The PowerPoint presentations for these speakers will be available on the OMAC website at www.omac.org/techsymp2007.
In addition to the speakers, the attendees conducted breakout sessions to drill down on key discussion points dealing with increasing the ranks of OMAC, gaining the attention of upper management for implementing standards and technology that would have a profound positive impact for their companies, and mapping out a course of action that will position OMAC to be an invaluable educational resource for the industry.
Breakout session topics focused on the industry areas (discreet, hybrid, process) and how OMAC meets their needs; OMAC working groups’ issues and recruitment; globalization with regards to security, sourcing, supply chain management, manufacturing machines, developing nations, and interoperability; and standardization, including business processes, computer processes, best practices, and attainment, adoption, and integration of OMAC standards into industry standards.
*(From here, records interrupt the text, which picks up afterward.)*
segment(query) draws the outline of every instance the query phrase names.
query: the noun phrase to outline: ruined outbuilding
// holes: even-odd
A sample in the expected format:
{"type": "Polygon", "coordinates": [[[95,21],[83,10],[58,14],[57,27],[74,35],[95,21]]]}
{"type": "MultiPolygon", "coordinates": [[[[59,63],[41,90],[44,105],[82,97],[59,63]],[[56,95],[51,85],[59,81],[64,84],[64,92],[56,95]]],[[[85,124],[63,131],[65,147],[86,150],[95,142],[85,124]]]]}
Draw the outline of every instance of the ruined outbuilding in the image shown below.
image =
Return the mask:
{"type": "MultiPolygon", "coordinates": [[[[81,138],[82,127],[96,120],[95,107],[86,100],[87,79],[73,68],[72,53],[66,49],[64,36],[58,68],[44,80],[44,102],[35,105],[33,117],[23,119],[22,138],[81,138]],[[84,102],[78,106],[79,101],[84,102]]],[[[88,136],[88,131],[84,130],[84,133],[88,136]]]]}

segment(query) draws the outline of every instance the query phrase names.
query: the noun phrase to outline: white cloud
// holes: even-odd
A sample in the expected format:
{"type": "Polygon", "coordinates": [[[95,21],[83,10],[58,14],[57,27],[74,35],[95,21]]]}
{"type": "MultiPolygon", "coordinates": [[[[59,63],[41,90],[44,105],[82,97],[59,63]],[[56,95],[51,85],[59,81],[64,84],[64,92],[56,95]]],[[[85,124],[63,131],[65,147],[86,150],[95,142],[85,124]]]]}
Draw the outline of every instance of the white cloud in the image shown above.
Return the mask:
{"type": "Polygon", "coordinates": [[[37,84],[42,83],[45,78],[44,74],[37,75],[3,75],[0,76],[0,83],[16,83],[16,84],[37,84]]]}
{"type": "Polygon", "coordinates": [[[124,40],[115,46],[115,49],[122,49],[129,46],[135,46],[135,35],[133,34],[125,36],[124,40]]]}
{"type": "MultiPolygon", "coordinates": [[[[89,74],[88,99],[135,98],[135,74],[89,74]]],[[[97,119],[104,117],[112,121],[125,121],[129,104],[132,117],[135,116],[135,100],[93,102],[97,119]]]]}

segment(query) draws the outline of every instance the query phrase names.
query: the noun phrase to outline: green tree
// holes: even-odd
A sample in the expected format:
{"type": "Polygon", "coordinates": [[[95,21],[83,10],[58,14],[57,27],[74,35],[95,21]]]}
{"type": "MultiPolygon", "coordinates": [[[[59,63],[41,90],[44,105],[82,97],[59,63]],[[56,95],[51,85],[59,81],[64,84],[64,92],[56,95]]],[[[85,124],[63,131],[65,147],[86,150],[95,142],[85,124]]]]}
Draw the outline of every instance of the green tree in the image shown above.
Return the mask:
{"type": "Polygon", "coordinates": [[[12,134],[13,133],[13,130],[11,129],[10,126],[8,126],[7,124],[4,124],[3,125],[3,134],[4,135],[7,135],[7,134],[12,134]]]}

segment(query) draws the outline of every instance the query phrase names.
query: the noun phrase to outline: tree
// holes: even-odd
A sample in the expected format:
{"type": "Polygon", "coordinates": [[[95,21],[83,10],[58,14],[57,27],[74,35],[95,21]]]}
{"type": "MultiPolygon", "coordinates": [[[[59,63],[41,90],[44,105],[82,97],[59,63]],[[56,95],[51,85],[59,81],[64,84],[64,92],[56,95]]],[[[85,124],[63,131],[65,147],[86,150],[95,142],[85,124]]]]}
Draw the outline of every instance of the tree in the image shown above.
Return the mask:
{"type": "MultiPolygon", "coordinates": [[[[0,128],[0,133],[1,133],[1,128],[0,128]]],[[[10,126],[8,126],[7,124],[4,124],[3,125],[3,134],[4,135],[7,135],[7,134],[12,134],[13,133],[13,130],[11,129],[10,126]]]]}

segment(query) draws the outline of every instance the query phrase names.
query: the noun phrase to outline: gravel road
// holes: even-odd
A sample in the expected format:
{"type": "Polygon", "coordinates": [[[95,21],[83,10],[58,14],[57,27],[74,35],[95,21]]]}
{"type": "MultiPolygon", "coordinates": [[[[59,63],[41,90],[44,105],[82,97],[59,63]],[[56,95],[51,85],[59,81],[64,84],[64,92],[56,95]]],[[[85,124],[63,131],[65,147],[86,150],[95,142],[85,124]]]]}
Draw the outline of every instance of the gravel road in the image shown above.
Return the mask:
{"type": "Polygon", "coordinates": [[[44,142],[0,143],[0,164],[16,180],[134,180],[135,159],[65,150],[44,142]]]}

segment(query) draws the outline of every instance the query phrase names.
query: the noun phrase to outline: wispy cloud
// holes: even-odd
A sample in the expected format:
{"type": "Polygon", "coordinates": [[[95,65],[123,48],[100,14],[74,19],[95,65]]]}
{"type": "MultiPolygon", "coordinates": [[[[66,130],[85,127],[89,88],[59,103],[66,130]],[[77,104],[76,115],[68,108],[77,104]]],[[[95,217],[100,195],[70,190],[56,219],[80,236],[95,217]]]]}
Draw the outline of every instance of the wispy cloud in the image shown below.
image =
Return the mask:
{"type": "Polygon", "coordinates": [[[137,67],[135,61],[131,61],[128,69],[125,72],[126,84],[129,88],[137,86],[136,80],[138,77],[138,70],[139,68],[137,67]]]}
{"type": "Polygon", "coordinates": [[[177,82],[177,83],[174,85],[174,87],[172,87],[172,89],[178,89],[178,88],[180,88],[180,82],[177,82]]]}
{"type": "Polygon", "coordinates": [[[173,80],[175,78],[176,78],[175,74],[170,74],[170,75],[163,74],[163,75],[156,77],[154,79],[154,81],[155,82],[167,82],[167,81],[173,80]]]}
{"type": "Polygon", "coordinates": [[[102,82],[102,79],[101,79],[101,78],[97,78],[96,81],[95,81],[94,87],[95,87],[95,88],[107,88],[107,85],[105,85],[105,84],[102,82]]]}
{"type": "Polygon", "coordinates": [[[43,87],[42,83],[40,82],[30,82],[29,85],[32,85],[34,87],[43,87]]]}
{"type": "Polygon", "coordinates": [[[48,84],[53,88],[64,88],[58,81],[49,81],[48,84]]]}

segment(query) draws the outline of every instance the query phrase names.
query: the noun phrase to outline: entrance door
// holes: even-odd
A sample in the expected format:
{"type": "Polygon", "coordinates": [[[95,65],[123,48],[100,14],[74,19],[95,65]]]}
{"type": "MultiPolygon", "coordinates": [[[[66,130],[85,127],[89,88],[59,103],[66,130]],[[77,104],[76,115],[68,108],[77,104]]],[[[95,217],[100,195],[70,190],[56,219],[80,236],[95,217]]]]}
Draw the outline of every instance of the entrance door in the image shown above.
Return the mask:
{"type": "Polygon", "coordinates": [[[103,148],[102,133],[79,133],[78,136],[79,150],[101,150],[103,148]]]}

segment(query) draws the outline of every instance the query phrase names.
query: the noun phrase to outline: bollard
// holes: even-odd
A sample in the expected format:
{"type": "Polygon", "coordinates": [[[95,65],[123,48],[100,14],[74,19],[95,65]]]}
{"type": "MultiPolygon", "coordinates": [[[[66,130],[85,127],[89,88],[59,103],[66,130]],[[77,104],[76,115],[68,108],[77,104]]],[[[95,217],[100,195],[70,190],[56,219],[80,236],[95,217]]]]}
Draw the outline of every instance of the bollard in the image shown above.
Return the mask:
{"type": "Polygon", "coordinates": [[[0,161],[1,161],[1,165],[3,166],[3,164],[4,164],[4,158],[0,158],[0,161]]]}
The sessions studied ways to leverage lessons learned, and methods of focusing on workforce development, education, training, and certification.
“Many strategic issues for OMAC were addressed during the road map and breakout sessions, identifying key topics that were of interest to the industry, new directions for the organization, technology and market drives, and the identification of new ideas in terms of reshaping OMAC to better meet the needs of today,” said Kisala.
As the symposium concluded, attendees unanimously agreed to continue the work started in Seattle during 2008. Working groups were identified to focus attention on key areas and bring forth recommendations for action items to be implemented by OMAC.
Okuma has volunteered to host the 2008 OMAC symposium in Charlotte, North Carolina, at the Partner’s in THINC Facility in November.